Let \(\Gamma\) be a countably infinite abelian group and G its dual group. A subset S of \(\Gamma\) is called a w-set in \(\Gamma\) if there is a continuous complex-valued Borel measure \(\mu\) in G such that \(| {\hat \mu}| \geq 1\) everywhere in S. The author explains that w refers to Wiener (“Ka-set” was the term the reviewer has used for such sets in some of his papers thus referring to a previous work of Kaufman; apparently the author has not accepted this notation). The result of the paper under review is as follows: in the metric space \(2^{\Gamma}\) the class \(w\Gamma\) of all w-sets is an analytic set but not a Borel set. The analyticity is easy to prove, so that only “non-Borel” is essential in this theorem. The author reminds that the class of all Sidon sets in \(\Gamma\) is of type \(F_{\sigma}\); since every Sidon set is a w-set the theorem implies that not every w-set is Sidon. This is known and can be proved either by examples or by category method, as did the present author is one of his papers quoted in the references.

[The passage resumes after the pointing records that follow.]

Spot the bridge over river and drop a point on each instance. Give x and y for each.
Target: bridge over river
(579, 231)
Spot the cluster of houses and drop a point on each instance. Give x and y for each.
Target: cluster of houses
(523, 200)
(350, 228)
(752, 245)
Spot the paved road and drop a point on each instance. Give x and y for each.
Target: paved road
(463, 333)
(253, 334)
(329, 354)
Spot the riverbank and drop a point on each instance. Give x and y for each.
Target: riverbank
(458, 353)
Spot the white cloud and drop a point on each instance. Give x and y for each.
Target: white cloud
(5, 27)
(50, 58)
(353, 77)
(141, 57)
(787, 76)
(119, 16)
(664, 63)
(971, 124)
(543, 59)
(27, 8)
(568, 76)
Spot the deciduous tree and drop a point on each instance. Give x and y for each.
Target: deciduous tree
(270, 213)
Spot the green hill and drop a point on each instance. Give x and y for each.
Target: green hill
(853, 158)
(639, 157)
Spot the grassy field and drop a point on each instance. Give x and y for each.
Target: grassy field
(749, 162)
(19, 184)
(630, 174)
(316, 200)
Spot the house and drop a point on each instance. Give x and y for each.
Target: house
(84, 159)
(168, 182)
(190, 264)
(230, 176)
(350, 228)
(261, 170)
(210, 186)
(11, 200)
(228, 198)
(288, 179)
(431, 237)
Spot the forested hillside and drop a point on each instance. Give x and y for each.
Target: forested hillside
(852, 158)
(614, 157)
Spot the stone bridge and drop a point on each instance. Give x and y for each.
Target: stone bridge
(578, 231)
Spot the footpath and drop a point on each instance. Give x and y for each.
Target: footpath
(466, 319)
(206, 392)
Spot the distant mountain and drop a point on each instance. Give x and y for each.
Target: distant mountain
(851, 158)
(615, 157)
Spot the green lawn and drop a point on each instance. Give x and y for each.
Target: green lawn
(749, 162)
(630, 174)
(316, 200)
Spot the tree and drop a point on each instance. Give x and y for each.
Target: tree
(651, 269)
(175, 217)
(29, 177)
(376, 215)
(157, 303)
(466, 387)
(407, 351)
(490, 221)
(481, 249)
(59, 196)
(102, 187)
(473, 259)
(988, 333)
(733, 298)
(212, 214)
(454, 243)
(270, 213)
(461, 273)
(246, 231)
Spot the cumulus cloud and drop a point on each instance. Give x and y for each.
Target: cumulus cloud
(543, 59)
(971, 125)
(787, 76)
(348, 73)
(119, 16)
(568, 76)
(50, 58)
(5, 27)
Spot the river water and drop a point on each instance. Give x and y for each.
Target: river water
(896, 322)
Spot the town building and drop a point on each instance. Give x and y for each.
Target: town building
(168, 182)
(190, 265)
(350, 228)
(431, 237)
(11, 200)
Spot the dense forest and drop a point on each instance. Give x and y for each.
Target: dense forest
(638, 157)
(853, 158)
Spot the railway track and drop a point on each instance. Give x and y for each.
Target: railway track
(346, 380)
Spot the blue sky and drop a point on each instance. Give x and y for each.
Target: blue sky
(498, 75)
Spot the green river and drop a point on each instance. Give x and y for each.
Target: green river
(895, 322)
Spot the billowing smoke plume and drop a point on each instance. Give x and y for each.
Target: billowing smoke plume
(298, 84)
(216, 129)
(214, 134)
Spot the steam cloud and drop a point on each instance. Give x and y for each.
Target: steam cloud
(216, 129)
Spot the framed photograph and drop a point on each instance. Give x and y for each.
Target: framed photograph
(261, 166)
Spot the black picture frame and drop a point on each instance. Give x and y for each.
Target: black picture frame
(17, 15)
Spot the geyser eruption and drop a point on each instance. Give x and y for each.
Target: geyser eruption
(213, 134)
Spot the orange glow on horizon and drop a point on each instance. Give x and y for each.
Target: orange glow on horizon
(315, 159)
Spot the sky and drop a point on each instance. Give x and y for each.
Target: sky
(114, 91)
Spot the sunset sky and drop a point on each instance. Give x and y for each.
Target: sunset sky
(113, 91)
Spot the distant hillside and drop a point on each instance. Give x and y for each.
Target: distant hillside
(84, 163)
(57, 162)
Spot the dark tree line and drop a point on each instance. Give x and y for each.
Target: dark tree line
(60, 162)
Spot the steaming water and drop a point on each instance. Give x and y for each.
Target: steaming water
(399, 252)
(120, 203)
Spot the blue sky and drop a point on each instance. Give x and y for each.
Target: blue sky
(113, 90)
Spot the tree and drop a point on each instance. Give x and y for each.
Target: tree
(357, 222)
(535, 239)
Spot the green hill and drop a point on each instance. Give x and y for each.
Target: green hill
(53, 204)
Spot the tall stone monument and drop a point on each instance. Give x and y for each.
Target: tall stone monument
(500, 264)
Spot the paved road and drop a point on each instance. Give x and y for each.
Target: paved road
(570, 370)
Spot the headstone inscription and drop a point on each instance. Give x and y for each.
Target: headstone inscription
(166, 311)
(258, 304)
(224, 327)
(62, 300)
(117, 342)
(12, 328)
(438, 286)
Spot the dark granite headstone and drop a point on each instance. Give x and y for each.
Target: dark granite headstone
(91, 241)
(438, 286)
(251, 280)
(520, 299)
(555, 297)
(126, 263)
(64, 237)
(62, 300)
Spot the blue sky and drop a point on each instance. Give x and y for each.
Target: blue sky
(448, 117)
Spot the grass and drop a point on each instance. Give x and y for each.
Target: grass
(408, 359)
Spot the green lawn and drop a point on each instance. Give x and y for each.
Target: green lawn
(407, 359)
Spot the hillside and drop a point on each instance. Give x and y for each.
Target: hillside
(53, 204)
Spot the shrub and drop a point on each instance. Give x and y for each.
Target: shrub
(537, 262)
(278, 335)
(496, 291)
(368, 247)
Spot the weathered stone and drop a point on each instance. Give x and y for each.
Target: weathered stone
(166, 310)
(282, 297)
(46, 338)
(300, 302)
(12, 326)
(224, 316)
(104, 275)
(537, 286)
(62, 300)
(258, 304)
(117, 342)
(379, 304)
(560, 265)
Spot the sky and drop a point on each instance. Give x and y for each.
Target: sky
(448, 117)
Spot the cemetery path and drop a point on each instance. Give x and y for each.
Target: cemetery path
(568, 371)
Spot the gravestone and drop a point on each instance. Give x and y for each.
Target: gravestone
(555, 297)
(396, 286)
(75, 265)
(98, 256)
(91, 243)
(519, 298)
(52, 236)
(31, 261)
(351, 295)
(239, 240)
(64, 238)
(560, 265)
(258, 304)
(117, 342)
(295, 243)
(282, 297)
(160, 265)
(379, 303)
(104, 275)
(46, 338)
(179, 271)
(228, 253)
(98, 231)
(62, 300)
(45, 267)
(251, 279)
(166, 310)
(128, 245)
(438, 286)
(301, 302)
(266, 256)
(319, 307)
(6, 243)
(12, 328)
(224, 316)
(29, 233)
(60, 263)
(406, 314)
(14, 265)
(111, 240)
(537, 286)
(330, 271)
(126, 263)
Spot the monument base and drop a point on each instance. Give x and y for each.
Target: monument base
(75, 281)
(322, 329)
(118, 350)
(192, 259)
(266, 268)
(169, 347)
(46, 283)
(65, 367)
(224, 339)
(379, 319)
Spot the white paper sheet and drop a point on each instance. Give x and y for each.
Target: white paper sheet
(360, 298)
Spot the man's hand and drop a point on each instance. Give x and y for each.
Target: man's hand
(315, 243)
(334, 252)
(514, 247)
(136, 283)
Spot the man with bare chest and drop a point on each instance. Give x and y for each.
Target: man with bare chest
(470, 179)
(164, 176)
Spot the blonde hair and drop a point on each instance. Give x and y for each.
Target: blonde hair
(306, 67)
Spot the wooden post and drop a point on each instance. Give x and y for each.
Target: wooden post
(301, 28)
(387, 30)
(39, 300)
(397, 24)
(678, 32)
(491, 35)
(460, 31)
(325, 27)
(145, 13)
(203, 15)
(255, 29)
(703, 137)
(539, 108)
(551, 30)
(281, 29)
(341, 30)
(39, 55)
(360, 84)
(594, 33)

The proof is given separately for \(\Gamma\) such that for every \(m=1,2,3,..\). \(\Gamma\) /m\(\Gamma\) is finite (groups “of type I”) and for the opposite case (“groups of type II”). In both cases the proof is based on a theorem of Hurewicz saying that, for a (topological) Cantor set F, the uncountable closed subsets of F constitute an analytic but non-Borelian class in the space \(2^ F\) of all closed subsets of F with Hausdorff distance.
If \(\Gamma\) is of type I, G contains a Kronecker set K which may be assumed to be Cantor. The map B: 2\({}^ K\to 2^{\Gamma}\) is defined by \(B(E)=\{\chi \in \Gamma:| \chi -1| <1/3\) on \(E\}\). This map is lower semi-continuous and one to one (the author observes at the end of the paper that with some caution one can modify B so that it becomes a homeomorphism). Thus one has to prove that B(E) is a w-set if and only if E is uncountable. Then, \(B(2^ K)\) being a Borel set in \(2^{\Gamma}\), it remains but to apply Hurewicz’s theorem. Only the part “only if” is difficult. To prove this implication the author uses some results of Lindahl and Poulsen and of Rudin about the group of unimodular continuous functions on 0-dimensional compact metric space, especially the Bochner- type theorem for such groups.
For \(\Gamma\) of type II one must adapt the proof to the situation where there are no Kronecker sets in G but only \(K_ p\)-sets. So is called a set such that every continuous function on it to the group of p-th roots of unity is the restriction of a continuous character. In order to be able to apply Hurewicz’s theorem in this case one must define a suitable transformation analogous to B and this requires a technical device or even “a ruse” as the author calls it.